Il faut se rappeler que quand il fit ce calembour sur les femmes, il était dans sa quatre-vingt-troisième année.

Sherlock. — Leur langue ?

Voltaire. — Énergique, précise et barbare : c’est la seule nation qui prononce leur A, e.

Il citait le mot Handkerchief pour preuve de la bizarrerie de leur prononciation.

Il raconta une anecdote de Swift. Milady Cartwright, femme du vice-roi d’Irlande, dans le temps de Swift, lui disait : « L’air de ce pays-ci est bon. » Swift se jeta à genoux : « De grâce, milady, ne dites pas cela en Angleterre, ou ils y mettraient un impôt. »

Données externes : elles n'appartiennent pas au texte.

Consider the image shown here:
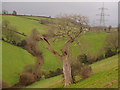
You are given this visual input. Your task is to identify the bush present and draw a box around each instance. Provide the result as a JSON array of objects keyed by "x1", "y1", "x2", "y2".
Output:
[
  {"x1": 71, "y1": 60, "x2": 92, "y2": 82},
  {"x1": 44, "y1": 68, "x2": 63, "y2": 78},
  {"x1": 96, "y1": 55, "x2": 105, "y2": 61},
  {"x1": 2, "y1": 81, "x2": 9, "y2": 88},
  {"x1": 17, "y1": 40, "x2": 27, "y2": 48},
  {"x1": 23, "y1": 64, "x2": 34, "y2": 73},
  {"x1": 77, "y1": 54, "x2": 89, "y2": 64},
  {"x1": 80, "y1": 65, "x2": 92, "y2": 79},
  {"x1": 40, "y1": 19, "x2": 52, "y2": 24},
  {"x1": 105, "y1": 48, "x2": 117, "y2": 58},
  {"x1": 23, "y1": 64, "x2": 42, "y2": 81},
  {"x1": 19, "y1": 73, "x2": 35, "y2": 86}
]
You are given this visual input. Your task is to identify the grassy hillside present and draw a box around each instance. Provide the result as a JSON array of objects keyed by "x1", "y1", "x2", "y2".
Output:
[
  {"x1": 2, "y1": 15, "x2": 112, "y2": 86},
  {"x1": 2, "y1": 42, "x2": 35, "y2": 85},
  {"x1": 2, "y1": 15, "x2": 46, "y2": 35},
  {"x1": 27, "y1": 55, "x2": 118, "y2": 88}
]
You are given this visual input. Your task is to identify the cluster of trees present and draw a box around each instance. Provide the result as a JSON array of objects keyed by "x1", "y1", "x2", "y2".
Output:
[{"x1": 77, "y1": 31, "x2": 119, "y2": 64}]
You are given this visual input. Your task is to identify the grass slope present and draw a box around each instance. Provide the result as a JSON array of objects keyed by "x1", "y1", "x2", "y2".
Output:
[
  {"x1": 2, "y1": 42, "x2": 35, "y2": 86},
  {"x1": 2, "y1": 15, "x2": 46, "y2": 35},
  {"x1": 27, "y1": 55, "x2": 118, "y2": 88}
]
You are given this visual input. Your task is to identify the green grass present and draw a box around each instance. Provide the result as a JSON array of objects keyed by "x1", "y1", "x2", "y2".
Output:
[
  {"x1": 2, "y1": 15, "x2": 116, "y2": 87},
  {"x1": 2, "y1": 15, "x2": 46, "y2": 35},
  {"x1": 27, "y1": 55, "x2": 118, "y2": 88},
  {"x1": 27, "y1": 75, "x2": 62, "y2": 88},
  {"x1": 2, "y1": 42, "x2": 35, "y2": 86}
]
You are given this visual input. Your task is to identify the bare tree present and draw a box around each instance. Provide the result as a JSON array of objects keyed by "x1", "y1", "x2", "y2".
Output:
[
  {"x1": 25, "y1": 29, "x2": 44, "y2": 78},
  {"x1": 2, "y1": 10, "x2": 8, "y2": 15},
  {"x1": 39, "y1": 15, "x2": 88, "y2": 86},
  {"x1": 12, "y1": 10, "x2": 17, "y2": 16}
]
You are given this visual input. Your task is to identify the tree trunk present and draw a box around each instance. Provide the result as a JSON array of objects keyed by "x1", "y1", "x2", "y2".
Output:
[
  {"x1": 33, "y1": 57, "x2": 41, "y2": 77},
  {"x1": 62, "y1": 55, "x2": 73, "y2": 87}
]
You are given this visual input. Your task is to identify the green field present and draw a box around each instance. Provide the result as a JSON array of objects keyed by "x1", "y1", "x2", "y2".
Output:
[
  {"x1": 27, "y1": 55, "x2": 118, "y2": 88},
  {"x1": 2, "y1": 15, "x2": 46, "y2": 35},
  {"x1": 2, "y1": 15, "x2": 117, "y2": 88},
  {"x1": 2, "y1": 42, "x2": 35, "y2": 86}
]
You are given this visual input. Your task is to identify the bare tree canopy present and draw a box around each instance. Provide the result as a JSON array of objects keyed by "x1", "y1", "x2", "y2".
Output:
[{"x1": 38, "y1": 15, "x2": 88, "y2": 86}]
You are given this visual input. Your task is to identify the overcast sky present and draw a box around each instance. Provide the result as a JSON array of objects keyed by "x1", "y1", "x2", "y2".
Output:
[{"x1": 2, "y1": 2, "x2": 118, "y2": 26}]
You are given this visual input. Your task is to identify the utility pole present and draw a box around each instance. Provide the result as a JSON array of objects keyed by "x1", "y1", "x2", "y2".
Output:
[{"x1": 96, "y1": 3, "x2": 109, "y2": 26}]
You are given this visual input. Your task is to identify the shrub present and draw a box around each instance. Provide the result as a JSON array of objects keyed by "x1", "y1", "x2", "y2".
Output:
[
  {"x1": 42, "y1": 68, "x2": 63, "y2": 78},
  {"x1": 19, "y1": 73, "x2": 35, "y2": 86},
  {"x1": 2, "y1": 81, "x2": 9, "y2": 88},
  {"x1": 105, "y1": 48, "x2": 117, "y2": 58},
  {"x1": 71, "y1": 60, "x2": 92, "y2": 82},
  {"x1": 96, "y1": 55, "x2": 105, "y2": 61},
  {"x1": 40, "y1": 19, "x2": 52, "y2": 24},
  {"x1": 17, "y1": 40, "x2": 27, "y2": 48},
  {"x1": 80, "y1": 65, "x2": 92, "y2": 79},
  {"x1": 77, "y1": 54, "x2": 88, "y2": 64}
]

Il dit ensuite que, quoiqu’il ne pût pas prononcer parfaitement l’anglais, son oreille était sensible à l’harmonie de leur langue et de leur versification ; que Pope et Dryden avaient le plus d’harmonie dans la poésie, Addison dans la prose.

Voltaire. — Comment avez-vous trouvé les Français ?

Sherlock. — Aimables et spirituels ; je ne leur ai trouvé qu’un seul défaut, ils imitent trop les Anglais.

Voltaire. — Comment, vous nous trouvez dignes d’être originaux nous-mêmes ?

Sherlock. — Oui, monsieur.

Voltaire. — Et moi aussi ; mais c’est de votre gouvernement que nous sommes jaloux.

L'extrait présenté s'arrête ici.